Motivation

  • A set of atom types that covers most of the chemistry we are interested in

The standard atom type set (namely "fa_standard") has been originally derived from proteins only, then has been extended whenever there was a strong need for certain atom type chemistry of which was completely missing. Instead of this adaptive approach, we thought it is worth systematically building up a new set that should cover most of the chemistry required in broad range of biomolecular modeling studies.

  • To address features speicific for Rosetta energy

Also, instead of copying over existing generic molecular mechanics force field parameters, we sought for our own definitions of atom types which we thought should be optimal for Rosetta modeling and scoring. There are several unique features that Rosetta energy function has (compared to other force fields/energy functions), which should be carefully considered when defining atom types; for instance, implicit treatment of solvation effects by hydrogens (#4 below), orientation dependence in solvation and H-bond terms, explicit definitions of H-bond donor/acceptors, distinction between intra vs inter residue energy, and so on.

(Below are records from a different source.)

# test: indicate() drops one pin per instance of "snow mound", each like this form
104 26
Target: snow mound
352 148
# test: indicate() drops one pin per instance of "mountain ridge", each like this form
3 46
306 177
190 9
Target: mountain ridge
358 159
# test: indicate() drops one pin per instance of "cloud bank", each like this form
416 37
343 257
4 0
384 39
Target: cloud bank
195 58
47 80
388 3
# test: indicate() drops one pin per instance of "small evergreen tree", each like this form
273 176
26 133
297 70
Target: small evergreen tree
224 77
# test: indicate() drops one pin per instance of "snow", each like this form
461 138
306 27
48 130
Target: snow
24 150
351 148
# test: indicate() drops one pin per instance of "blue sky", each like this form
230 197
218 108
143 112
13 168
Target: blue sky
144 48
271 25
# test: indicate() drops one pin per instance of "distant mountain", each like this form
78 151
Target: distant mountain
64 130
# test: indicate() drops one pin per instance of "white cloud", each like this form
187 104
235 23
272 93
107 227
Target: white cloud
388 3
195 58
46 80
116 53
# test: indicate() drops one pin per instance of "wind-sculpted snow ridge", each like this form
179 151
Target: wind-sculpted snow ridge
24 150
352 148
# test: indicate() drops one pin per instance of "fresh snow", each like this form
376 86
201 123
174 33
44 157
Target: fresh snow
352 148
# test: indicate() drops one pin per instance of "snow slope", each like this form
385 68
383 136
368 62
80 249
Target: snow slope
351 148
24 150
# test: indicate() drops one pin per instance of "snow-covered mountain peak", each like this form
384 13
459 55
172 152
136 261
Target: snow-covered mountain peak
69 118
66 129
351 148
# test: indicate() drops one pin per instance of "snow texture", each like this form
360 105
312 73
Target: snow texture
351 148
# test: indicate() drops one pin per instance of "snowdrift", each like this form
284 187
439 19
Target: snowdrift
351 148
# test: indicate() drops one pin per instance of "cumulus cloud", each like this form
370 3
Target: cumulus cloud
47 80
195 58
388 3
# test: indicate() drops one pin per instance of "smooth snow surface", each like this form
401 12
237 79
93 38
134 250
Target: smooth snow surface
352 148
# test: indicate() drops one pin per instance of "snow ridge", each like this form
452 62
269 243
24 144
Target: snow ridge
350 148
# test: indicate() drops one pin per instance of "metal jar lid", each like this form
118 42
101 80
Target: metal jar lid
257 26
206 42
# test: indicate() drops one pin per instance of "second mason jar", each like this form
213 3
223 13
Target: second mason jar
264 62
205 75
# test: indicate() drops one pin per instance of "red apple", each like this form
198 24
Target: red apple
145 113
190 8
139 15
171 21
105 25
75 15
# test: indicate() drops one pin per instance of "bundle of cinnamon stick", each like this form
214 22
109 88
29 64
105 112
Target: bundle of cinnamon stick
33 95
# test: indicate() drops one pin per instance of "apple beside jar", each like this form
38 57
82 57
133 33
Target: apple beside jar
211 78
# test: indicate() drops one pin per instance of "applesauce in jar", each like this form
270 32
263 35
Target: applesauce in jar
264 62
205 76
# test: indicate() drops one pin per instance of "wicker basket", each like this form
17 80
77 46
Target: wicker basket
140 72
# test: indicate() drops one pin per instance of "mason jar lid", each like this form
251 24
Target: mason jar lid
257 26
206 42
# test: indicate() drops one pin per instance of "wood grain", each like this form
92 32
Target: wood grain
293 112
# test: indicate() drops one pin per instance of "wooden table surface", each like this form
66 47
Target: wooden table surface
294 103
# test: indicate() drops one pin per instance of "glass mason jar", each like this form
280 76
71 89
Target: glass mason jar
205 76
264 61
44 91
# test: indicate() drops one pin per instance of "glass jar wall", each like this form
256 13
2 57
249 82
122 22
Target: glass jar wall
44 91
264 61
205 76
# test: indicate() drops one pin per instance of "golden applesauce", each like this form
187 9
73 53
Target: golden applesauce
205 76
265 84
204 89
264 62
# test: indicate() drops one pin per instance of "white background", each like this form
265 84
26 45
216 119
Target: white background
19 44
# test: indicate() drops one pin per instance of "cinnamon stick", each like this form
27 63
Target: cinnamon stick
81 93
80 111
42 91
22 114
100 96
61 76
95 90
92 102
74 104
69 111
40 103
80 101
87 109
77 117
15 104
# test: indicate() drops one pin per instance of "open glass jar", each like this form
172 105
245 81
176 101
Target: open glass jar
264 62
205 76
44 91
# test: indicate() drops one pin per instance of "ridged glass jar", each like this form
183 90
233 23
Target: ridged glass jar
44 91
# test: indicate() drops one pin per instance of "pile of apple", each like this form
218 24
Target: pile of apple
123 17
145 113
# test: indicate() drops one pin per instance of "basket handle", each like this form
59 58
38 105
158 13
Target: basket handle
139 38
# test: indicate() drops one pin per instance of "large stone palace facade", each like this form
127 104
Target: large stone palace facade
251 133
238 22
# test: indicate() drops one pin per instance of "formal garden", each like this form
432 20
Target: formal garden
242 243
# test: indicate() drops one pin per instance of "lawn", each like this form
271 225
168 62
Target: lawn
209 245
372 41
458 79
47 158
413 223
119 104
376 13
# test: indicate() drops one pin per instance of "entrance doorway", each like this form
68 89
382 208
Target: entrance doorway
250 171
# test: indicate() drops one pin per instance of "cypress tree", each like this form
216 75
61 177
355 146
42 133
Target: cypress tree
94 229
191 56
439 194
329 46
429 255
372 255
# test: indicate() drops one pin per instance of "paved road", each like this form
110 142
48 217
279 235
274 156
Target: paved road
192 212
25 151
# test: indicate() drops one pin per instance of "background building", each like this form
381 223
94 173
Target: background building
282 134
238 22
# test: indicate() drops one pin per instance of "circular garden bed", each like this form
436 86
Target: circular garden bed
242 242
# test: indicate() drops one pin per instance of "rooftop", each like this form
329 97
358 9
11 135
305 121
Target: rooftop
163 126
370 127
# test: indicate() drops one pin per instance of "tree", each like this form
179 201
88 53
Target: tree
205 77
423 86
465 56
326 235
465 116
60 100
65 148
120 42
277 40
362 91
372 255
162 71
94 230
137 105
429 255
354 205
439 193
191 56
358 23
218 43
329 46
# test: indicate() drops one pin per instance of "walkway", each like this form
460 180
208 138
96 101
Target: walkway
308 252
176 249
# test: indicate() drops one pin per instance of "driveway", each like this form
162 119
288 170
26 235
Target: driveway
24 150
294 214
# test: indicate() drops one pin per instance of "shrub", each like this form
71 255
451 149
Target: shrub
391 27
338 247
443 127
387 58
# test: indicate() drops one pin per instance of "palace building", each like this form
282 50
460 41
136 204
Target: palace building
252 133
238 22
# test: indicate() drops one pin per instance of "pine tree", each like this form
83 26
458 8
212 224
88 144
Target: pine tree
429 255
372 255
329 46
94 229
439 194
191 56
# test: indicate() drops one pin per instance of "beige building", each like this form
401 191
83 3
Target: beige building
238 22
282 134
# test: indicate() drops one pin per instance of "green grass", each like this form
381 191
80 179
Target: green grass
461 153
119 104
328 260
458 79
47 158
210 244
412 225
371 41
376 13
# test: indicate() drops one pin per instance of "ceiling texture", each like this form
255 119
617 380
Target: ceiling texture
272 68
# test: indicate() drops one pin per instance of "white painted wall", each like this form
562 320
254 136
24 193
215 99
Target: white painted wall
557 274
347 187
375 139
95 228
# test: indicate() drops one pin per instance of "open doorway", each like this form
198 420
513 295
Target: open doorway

Another advantage is, once we establish our own set we have control over, we can continuously optimize it for our own purpose at any time.

Basic rules for assigning generic atom types

Rules are listed by priority; for instance, lookup for corresponding functional group always precede hybridization state.

1) Element type (currently supports H,C,N,O,S,P, and halogens only)

2) Given element type, whether it belongs to a common functional group (alcohol, amide, and so on; details below)

3) If not, assign as general type based on hybridization state

  • for Carbons, further subtype based one whether attached to any polar atoms (N,O)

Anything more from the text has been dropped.